Bank boss casts doubt on viability of mega projects
by This email address is being protected from spam bots, you need Javascript enabled to view it on Sunday, 19 October 2008
Credit conditions for real estate projects are worsening and the viability of some developments needs to be re-examined, the head of Dubai Islamic Bank (DIB) said on Sunday.
"The days of cheap money are gone, be prepared to pay more," Khaled al-Kamda said at a real estate conference. DIB is one of the Gulf's biggest lenders and a key player in the massive developments in the United Arab Emirates.
"Real estate will suffer, big real estate projects will be revisited ... put on the back burner," he said. "The viability of these real estate projects will need to be revisited."
Kamda's comments are one of the starkest reminders to date that the credit crisis sweeping the United States and Europe will not pass the Arab peninsula by, despite billions of dollars of petrodollar inflows and strong economic growth.
Analysts expect growth in the Gulf to slow but remain robust as the energy exporting economies invest in infrastructure and real estate developments, using recent windfalls from oil and gas exports.
But tightening conditions on the international credit markets are affecting the Gulf financial sector and have led the region's biggest central banks to launch emergency measures to provide bank funding or guarantee deposits.
"With tightening credit, the developer has to revisit the fundamentals, the whole basics (of projects)," Kamda said.
The UAE, home to tourist haven Dubai and its artificial palm-shaped islands, needs to raise 50 billion dirhams ($13.61 billion) for real estate projects in 2009, he said.
Meanwhile, Oman's Chamber of Commerce and Industry called on the government to inject cash into local banks so they can finance development projects, the Ministry of National Economy said on Sunday.
Participants of a meeting hosted by the chamber's economic committee made "an appeal for financial liquidity to be provided to local banks operating in Oman, so they can cover the needs of current and future developmental projects," the ministry said in statement on its website.
Gulf Arab governments are taking measures to help their banks stave off the effects of the global credit crisis, including cutting interest rates, providing emergency funds, loosening lending curbs and guaranteeing deposits. (Reuters)
READERS' COMMENTS
Posted by Cholo Jopson, Dubai, UAE on Monday 20 October 2008 at 10:46 UAE time
The $120 billion being caused for 250 mega projects in Dubai could fall into an atrocious waste unless a stop gap measure is laid to thwart the effects of recession in Dubai's mortgage and real estate industry.
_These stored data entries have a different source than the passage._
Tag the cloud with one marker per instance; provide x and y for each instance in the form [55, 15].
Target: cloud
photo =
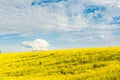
[38, 44]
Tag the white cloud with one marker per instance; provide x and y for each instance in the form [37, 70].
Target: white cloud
[38, 44]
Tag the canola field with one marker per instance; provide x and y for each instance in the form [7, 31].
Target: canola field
[71, 64]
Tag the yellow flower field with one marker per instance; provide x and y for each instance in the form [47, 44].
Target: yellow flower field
[71, 64]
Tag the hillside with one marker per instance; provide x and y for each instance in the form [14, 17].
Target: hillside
[72, 64]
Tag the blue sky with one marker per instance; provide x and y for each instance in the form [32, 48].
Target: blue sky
[62, 23]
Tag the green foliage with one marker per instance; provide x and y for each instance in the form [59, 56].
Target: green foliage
[73, 64]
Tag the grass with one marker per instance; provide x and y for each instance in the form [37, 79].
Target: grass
[71, 64]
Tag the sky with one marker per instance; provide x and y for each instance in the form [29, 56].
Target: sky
[61, 23]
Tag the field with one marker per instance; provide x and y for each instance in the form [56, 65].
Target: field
[71, 64]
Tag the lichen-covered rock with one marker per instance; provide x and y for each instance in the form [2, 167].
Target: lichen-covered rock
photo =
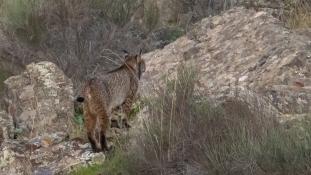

The positive image painted on the local RE sector might have been blown only by drumbeaters. How would the federal government hold these real estate mavericks responsible when investments and stakes in mega developments come stumbling to the ground? Human experience tells us that drumbeaters only send the signal to the distressed when the danger is only few steps away. Who then would clean the mess after the pass over in the industry?
Posted by Shahab kalam, Miami, USA on Monday 20 October 2008 at 02:45 UAE time
GCC real estate market will see the market correction, may be 20 to 25% from its peak, but we can’t compare Arabian market with American or European market, Arabian market is just getting to emerge or in its infancy stages, vs. European or American market which is over build or over supplied 96% of transactions financed vs. only 15 % percent in Arabian Market. By the time Arabian market done with mega educations and tourism projects the demand will be there.